/high-performance-computing

openmp, mpi, cuda uni projects

Primary LanguageC

High Performance Computing

University projects using OpenMP, MPI (C & Python), CUDA

Table of Contents

General Requirements

  • gcc & g++ compilers
  • MPI, CUDA libraries

OpenMP

DDA

2 Threads running in parallel, one starting from the initial start point of the line (red line), the other starting from the end point (green line).

Extra Instructions

In order to run & see output in your cmd (Windows) or command line (Linux) you need Borland Graphics Interface (if running on Windows) or SDL graphics library if running on Linux system. See instructions for Windows & Linux.

Usage:

dda_seq.c
g++ dda_seq.c -lbgi -lgdi32 -lcomdlg32 -luuid -loleaut32 -lole32 -o dda
Windows
dda
Linux
./dda
dda_parallel_midpoint.c
g++ dda_parallel_midpoint.c -lbgi -lgdi32 -lcomdlg32 -luuid -loleaut32 -lole32 -fopenmp -o dda_p
Windows
dda_p
Linux
./dda_p
Screenshot

alt text

Chaos

Used omp parallel for in draw triangle's for loop. Parallel point drawing. See more about Chaos Game

Extra Instructions

In order to run & see output in your cmd (Windows) or command line (Linux) you need Borland Graphics Interface (if running on Windows) or SDL graphics library if running on Linux system.

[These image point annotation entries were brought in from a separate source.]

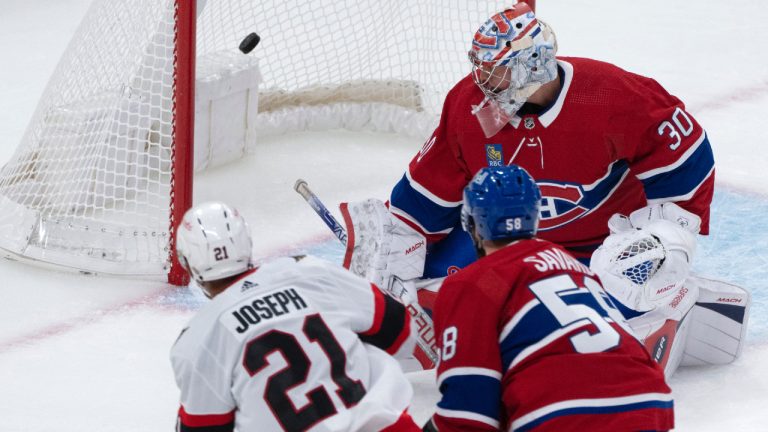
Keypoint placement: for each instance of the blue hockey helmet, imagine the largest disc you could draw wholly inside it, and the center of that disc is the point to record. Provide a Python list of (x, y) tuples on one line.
[(501, 203)]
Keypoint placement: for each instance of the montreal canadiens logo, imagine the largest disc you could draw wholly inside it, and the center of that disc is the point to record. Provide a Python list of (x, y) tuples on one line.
[(560, 204)]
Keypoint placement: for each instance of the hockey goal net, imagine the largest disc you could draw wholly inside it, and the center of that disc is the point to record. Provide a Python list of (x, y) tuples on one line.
[(104, 169)]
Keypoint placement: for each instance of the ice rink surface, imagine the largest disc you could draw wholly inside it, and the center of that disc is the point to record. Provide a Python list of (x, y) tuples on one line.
[(84, 353)]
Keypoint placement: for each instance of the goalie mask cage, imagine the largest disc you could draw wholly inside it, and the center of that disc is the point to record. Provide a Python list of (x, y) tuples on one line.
[(104, 170)]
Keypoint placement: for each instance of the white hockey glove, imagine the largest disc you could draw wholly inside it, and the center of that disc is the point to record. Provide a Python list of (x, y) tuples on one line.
[(665, 211), (645, 268), (382, 248)]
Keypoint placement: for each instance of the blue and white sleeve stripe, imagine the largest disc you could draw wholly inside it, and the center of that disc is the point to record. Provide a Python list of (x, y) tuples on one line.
[(429, 212), (591, 406), (680, 180), (470, 393)]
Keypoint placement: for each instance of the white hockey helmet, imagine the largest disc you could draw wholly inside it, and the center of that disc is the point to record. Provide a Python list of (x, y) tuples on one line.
[(213, 242), (645, 268), (512, 55)]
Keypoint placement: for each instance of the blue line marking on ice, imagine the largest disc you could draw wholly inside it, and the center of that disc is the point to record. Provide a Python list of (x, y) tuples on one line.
[(736, 251)]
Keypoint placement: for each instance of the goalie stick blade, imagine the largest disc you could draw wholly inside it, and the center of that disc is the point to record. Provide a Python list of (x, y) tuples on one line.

See instructions for Windows & Linux.

Usage:

chaos_seq.c
g++ chaos_seq.c -lbgi -lgdi32 -lcomdlg32 -luuid -loleaut32 -lole32 -fopenmp -o chaos
Windows
chaos
Linux
./chaos
chaos_parallel.c
g++ chaos_parallel.c -lbgi -lgdi32 -lcomdlg32 -luuid -loleaut32 -lole32 -fopenmp -o chaos_p
Windows
chaos_p
Linux:
./chaos_p
Screenshot

alt text

char_freq

Counts the frequency of each ASCII character in a txt file (as input). Parallelized with 7 different ways

  • Using Global Array of Locks
  • Using Local Array of Locks
  • Using Atomic Operation (Global)
  • Using Atomic Operation (Local)
  • Using Critical Operation (Global)
  • Using Critical Operation (Local)
  • Using Reduction

Usage

gcc -fopenmp char_freq_parallel_<method>.c -o char_freq_p
Windows
char_freq_p
Linux
./char_freq_p

Execution Time

Using as input the bible.txt file. alt text

count_sort

Parallelized count sort algorithm (enumeration sort), using omp parallel for. Change the N macro inside the code.

Usage

gcc -fopenmp count_sort_parallel.c -o cs_p
Windows
cs_p
Linux
./cs_p

Execution Time

Tested both with random array, size 90000.

alt text

insertion_sort

Parallelized insertion sort algorithm, using omp parallel and critical block (lock). Change the N macro inside the code. Sequential calculaton is even faster.

Usage

gcc -fopenmp insertion_sort_parallel.c -o is_p
Windows
is_p
Linux
./is_p

Execution Time

Tested both with random array, size 500000.

alt text

As you can see, no real difference in time. This is most likely due to critical block, each thread waits every time to get the lock.

epsilon

Parallelized calculation of epsilon (in mathematics). Used omp parallel reduction.

Usage

gcc -fopenmp epsilon_parallel.c -o epsilon_p
Windows
epsilon_parallel
Linux
./epsilon_parallel

Execution Time

alt text

As you can see, no real difference in time. Sequential calculaton is even faster.

pi

pi_parallel_array

Every thread writes to different element of a global array. When all threads are finished (barrier), add all elements' values to variable.

Usage
gcc -fopenmp pi_parallel_array.c -o pi_parallel_array
Windows
pi_parallel_array
Linux
./pi_parallel_array

pi_parallel_atomic

Each thread writes to global variable (protected with atomic operation).

Usage
gcc -fopenmp pi_parallel_atomic.c -o pi_parallel_atomic
Windows
pi_parallel_atomic
Linux
./pi_parallel_atomic

pi_parallel_critical

Each thread writes to global variable (protected with critical section).

Usage
gcc -fopenmp pi_parallel_critical.c -o pi_parallel_critical
Windows
pi_parallel_critical
Linux
./pi_parallel_critical

pi_parallel_critical

Each thread writes to local variable and then adds its result to global variable (pi).

Usage
gcc -fopenmp pi_parallel_local.c -o pi_parallel_local
Windows
pi_parallel_local
Linux
./pi_parallel_local

pi_parallel_reduction

Each thread writes to global variable (using OpenMP's reduction operation).

Usage
gcc -fopenmp pi_parallel_reduction.c -o pi_parallel_reduction
Windows
pi_parallel_reduction
Linux
./pi_parallel_reduction

Execution Time

alt text

As we can observe, reduction works better compared to other methods (pi_parallel_local is reduction, pi_parallel_reduction uses OpenMP's reduction operation).

MPI

C

char_freq-mpi

SPMD: Each thread takes a specific slice of the file of characters and stores the character frequency to local array (each process has its own frequency array).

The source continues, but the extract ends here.